Notícias e publicações
O 10 de maio na História
O real do horror: quando o nazismo incinerou o saber médico

12 de maio de 2025
A queima de livros protagonizada pelo regime nazista em 10 de maio de 1933 constitui um acontecimento paradigmático que escancara o encontro entre ideologia e o gozo mortífero do poder. Nas praças alemãs, não eram apenas páginas que ardiam, mas todo um campo simbólico de conhecimento que tentava-se extirpar do tecido social. No que tange à medicina e seus saberes correlatos, o apagamento foi sistemático e revelador.
O que se procurava queimar, afinal? Precisamente aquilo que denunciava o impossível da fantasia nazista de uma sociedade sem falta, sem diferença – uma tentativa perversa de obturar a castração simbólica. A ciência médica dos autores perseguidos apontava justamente para o Real que o nazismo tentava recusar: a incompletude constitutiva do humano, a pluralidade irredutível do desejo, o corpo que escapa às tentativas de normatização absoluta.
A engrenagem da destruição: antecedentes e organização da queima de livros
A incineração de obras científicas e literárias em maio de 1933 não foi um ato espontâneo, mas o resultado de um meticuloso planejamento que se inscreve na lógica da “sincronização” (Gleichschaltung) – processo pelo qual o regime nazista buscou alinhar todas as instituições alemãs à sua ideologia nos primeiros meses após a tomada de poder.
Em 6 de abril de 1933, a União Estudantil Alemã (Deutsche Studentenschaft), já infiltrada por elementos nacional-socialistas, publicou as “Doze Teses contra o Espírito Não-Alemão” (Wider den undeutschen Geist), manifesto que declarava guerra à “decadência intelectual” e exigia “pureza na língua e nos escritos alemães”.
O documento, afixado em universidades por todo o país, anunciava explicitamente: “O judeu só pode pensar em língua judaica.
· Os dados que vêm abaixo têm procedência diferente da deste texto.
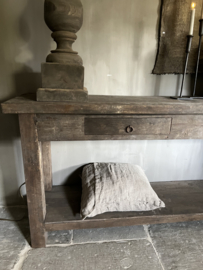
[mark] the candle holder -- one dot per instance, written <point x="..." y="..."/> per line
<point x="198" y="57"/>
<point x="188" y="48"/>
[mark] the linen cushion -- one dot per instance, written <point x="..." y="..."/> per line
<point x="111" y="187"/>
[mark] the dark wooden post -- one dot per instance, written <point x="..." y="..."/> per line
<point x="34" y="179"/>
<point x="47" y="165"/>
<point x="63" y="72"/>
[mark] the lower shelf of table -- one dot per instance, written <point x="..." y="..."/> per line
<point x="183" y="199"/>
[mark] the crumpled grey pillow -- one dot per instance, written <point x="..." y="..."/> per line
<point x="111" y="187"/>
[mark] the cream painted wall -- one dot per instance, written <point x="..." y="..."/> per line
<point x="118" y="44"/>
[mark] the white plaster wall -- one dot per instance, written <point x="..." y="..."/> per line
<point x="118" y="44"/>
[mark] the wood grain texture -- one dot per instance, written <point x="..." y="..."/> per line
<point x="72" y="127"/>
<point x="62" y="95"/>
<point x="119" y="126"/>
<point x="99" y="105"/>
<point x="34" y="179"/>
<point x="175" y="21"/>
<point x="47" y="164"/>
<point x="183" y="201"/>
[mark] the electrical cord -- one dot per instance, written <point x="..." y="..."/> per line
<point x="21" y="196"/>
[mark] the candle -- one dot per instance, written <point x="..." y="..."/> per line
<point x="192" y="21"/>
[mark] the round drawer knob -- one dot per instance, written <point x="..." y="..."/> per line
<point x="129" y="129"/>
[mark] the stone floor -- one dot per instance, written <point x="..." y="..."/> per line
<point x="170" y="246"/>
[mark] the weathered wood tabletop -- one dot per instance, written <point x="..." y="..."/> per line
<point x="101" y="118"/>
<point x="105" y="105"/>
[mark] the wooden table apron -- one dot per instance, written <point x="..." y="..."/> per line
<point x="102" y="118"/>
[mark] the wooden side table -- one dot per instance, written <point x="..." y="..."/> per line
<point x="102" y="118"/>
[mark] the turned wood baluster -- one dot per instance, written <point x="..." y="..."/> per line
<point x="64" y="18"/>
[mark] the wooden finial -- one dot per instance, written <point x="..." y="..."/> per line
<point x="64" y="18"/>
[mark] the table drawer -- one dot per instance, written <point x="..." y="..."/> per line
<point x="127" y="126"/>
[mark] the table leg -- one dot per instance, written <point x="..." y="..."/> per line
<point x="32" y="159"/>
<point x="47" y="166"/>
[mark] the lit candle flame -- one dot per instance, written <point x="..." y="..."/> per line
<point x="193" y="5"/>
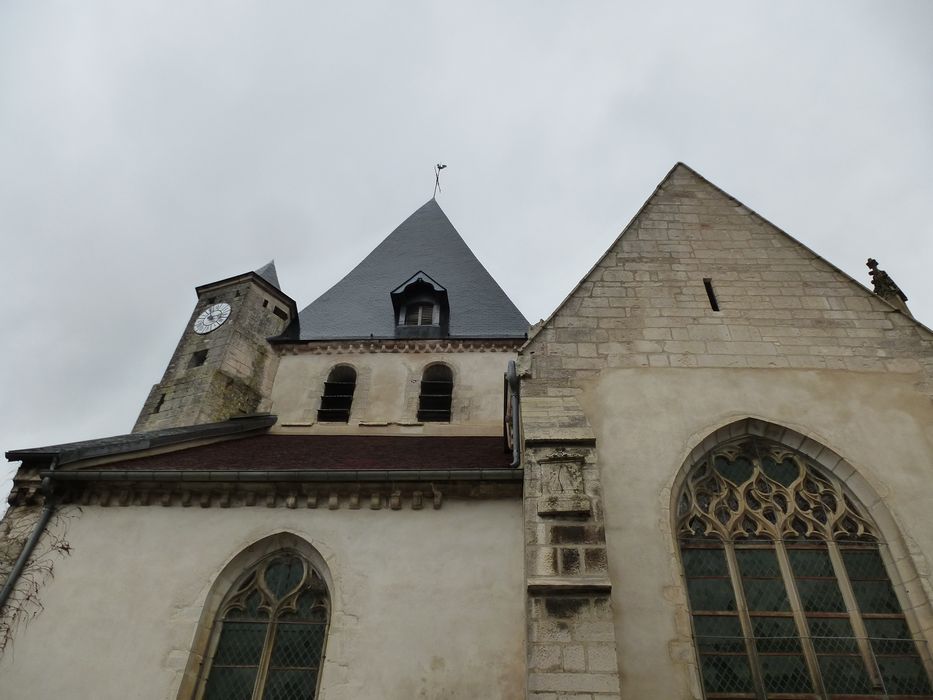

Se escrever em alemão, está mentindo” (FRIEDLÄNDER, 2009, p. 119).
O principal articulador desta campanha foi Joseph Goebbels, Ministro da Propaganda do Reich, que transformou um movimento estudantil em operação estatal coordenada. Segundo seu diário, Goebbels viu na iniciativa estudantil uma oportunidade de espetacularização do “despertar alemão”: “Falei com os estudantes sobre a queima de livros. Deve ser realizada em todas as cidades universitárias alemãs. Vou fazer um discurso em Berlim. Isto deve se tornar uma grande e simbólica cerimônia” (GOEBBELS apud EVANS, 2005, p. 423).
Entre 26 de abril e 10 de maio de 1933, desenvolveu-se a “Ação contra o Espírito Não-Alemão” (Aktion wider den undeutschen Geist).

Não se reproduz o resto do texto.